An Entrepreneurial Religion?

4 January 2018 | Thinking in New Ways

You may already be familiar with Eric Ries (@eicries) as he has received abundant and well-deserved coverage for the “Lean Startup” movement [link]. His book on the subject was a bestseller [link], and you can hear him speak about it on YouTube [link] as well.

Over the holidays, I had the chance to check out his most recent work, The Startup Way: How Entrepreneurial Management Transforms Culture and Drives Growth [link]. It’s well worth your time, for a number of reasons:

  • Ries has become convinced that the psychology and techniques used to grow a startup can be applied to large corporations, such as General Electric.
  • In this sense, he reveals that he has been trying to find ways that “traditional management” and “entrepreneurial management” can learn from each other.
  • He also notes, early in the book, that he has been searching for ways that lean startups can keep succeeding even when they have become large entities.
  • And he declares that he desires to discern what “an organisational transformation process should look like in order to move toward a leaner, more iterative way of working.”

In this new book, one almost enjoys a two-for-one experience as he reviews the principles of his earlier work and then moves rapidly into the lessons he has learned from studying and working with lean startups. The new book also covers the points that need to be considered when one scales up a lean startup, including two great chapters on “Deep Systems” and “Innovation Accounting”.

For me, what was heart-quickening was his third section of the book. Here he talks about “A Unified Theory of Entrepreneurship” and “Toward a Pro-Entrepreneurship Public Policy”. Says Ries in this part of his book:

In fact, I think we are better served by seeing transformation as a fact of life for the foreseeable future. I predict that twenty-first-century managers will live through as many organisational transformations as new-product platforms and come to see organisational forms the same way we see our smartphones — and something disposable that’s top of the line for a few years, then rapidly surpassed.

No weblog review like this can replace the value of reading a book such as Ries’ latest. But, if you are a reader who likes to read slowly at the beginning of a book, then race through the rest, let me propose that you not do that with The Startup Way. For it’s the epilogue that was, for me, worth the price of the book. Here, Ries talks about “A New Civic Religion”: We, says Ries, “have to see entrepreneurship as a core requirement of all employees, because we never know where new and surprising ideas will come from.”

Startup WayRies’ six pillars supporting his “positive vision of what liberal democracy can deliver with the new tools that technology is placing at our disposal” are worth framing. For they lead to a view that management itself can, and needs to, change. “Our goal as a movement should be this: to change management practice to become more adaptive, more humane, more rigorous, and more efficient.” With great insight, Ries insists that such a goal if beyond the scope of business schools or the broadly defined academy of management.

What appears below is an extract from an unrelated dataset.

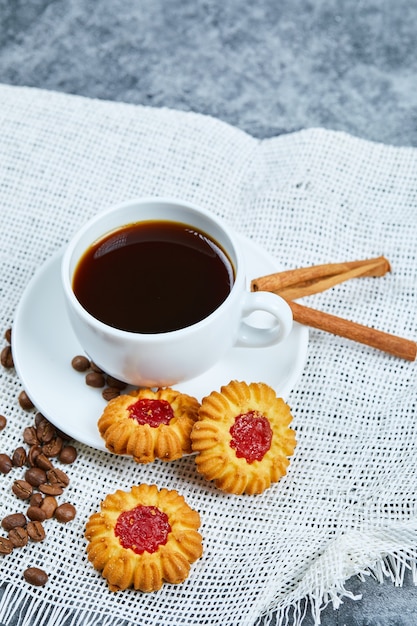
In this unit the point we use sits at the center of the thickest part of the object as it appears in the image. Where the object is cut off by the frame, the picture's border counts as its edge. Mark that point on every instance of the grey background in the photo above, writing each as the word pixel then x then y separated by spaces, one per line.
pixel 266 66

“It is going to require,” says Ries, “a vast movement of like-minded idealists and visionaries to integrate these values into the very fabric of their organizations, in every industry, geography, and sector.” To my mind, that would be tantamount to what Ries titles his epilogue: A New Civic Religion.

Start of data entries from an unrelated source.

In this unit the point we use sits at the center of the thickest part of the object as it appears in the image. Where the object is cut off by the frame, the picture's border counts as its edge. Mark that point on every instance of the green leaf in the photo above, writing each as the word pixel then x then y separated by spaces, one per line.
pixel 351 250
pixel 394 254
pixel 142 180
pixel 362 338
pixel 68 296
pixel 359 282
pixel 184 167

Ries is, at every turn, measured and rational in this book. But his overall style truly succeeds in making the reader feel that the heavy weight of the status quo of big companies can be lightened as those managing those companies become more enlightened. Were the world to believe in entrepreneurship as deeply as some believe in traditional religions, it’s just possible that this new year could change jobs and companies, people and societies, leaders and followers.